I'm sure a good percentage of people who purchased the original Rock Band instruments have experienced some sort of failure at one point or another. A cottage industry
has even popped up, with after-market parts and services being designed specifically to address problems with the Rock Band instruments. My particular problems were isolated to the drum pedal, which has a tendency to buckle under pressure from hardcore drumming.
After snapping my Rock Band pedal for the second time, my friends and I bypassed all of that and created something far more extraordinary. Spawned by the masterful use of adhesive tape and drunken ingenuity, and submitted for the approval of the Midnight Society
, I present to you the Rock Band Drum Pedal: TI-83 Edition
Damn you, Blackened
When my first pedal split in two pieces, I went through the standard steps outlined on EA's website for returning defective RB instruments. The process was fairly painless, but it was just a hassle to wait a few weeks for the replacement to arrive. Well, it arrived, but it was broken again within a month, and I was not
about to go through all that bullshit again (especially since my friends are all too lazy to do it themselves).

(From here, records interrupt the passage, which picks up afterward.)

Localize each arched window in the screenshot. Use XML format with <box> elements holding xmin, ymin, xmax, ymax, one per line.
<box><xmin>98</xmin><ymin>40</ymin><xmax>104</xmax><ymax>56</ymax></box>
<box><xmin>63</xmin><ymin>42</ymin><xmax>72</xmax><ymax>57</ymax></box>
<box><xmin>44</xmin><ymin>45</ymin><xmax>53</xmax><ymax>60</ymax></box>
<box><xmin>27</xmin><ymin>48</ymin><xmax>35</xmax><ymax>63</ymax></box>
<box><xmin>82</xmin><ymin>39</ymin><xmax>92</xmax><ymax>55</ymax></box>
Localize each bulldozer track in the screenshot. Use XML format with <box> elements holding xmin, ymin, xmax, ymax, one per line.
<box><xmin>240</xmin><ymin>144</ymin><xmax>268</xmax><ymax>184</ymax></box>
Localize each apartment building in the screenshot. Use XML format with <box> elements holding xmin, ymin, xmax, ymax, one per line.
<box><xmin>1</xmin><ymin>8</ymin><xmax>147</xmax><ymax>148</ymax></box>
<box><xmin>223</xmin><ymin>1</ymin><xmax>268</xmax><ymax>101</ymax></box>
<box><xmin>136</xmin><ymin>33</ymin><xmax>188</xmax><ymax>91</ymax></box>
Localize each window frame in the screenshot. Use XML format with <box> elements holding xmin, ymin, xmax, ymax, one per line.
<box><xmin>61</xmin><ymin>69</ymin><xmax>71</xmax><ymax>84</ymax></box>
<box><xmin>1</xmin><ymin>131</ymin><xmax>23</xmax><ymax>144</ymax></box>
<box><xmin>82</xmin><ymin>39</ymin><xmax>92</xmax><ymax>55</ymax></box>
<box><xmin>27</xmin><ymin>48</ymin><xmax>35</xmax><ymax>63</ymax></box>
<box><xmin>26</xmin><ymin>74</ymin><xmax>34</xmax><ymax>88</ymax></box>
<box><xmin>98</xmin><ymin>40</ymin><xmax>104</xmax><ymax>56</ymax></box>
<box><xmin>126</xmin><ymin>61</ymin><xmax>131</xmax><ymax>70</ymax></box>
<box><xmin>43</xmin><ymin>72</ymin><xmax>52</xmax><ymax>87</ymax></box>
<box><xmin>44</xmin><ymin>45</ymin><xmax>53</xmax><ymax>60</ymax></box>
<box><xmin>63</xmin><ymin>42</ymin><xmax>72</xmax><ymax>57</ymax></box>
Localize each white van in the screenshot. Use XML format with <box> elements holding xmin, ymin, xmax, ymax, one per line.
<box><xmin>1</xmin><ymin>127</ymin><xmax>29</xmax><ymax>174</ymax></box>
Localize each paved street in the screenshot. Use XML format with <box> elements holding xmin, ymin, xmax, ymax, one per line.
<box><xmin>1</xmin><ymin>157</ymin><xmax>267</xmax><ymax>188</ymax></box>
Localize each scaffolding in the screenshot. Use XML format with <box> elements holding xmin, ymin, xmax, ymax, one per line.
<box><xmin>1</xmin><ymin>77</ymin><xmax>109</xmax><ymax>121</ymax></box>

After the initial shock wore off and I refused to return another broken pedal, we decided to improvise, Macgyver style
. We crudely examined the pedal, straining to find its inner workings like apes surrounding a monolith
, and realized that everything was fine except for the flat part where your foot goes (that's the technical term for it). The best course of action seemed to be attaching something flat and sturdy to bridge the gap between the broken pieces. Simple enough, right?
Our first attempt was pretty pitiful: we just wrapped a shitload of twine around both an old TI-83 calculator and the pedal and prayed for the best. It would last for a whole song if we were lucky, and would then unravel into a useless mess. We then stumbled onto some kickass adhesive tape, which got the job done, and the rest is history. For those who are curious, I have no idea what kind of tape that is. And yes, I actually Googled "types of adhesive tape." Thrilling results ensued.
Yeah, kinda gross, huh?
I figured I would also include an extreme close-up of this masterpiece, which is holding strong after a few months of wear and tear. Yeah, check out that grimy ass tape, with dirt crusted into every fold and crevice.
You can practically smell the cheap beer emanating from this thing. Natty Light FTL.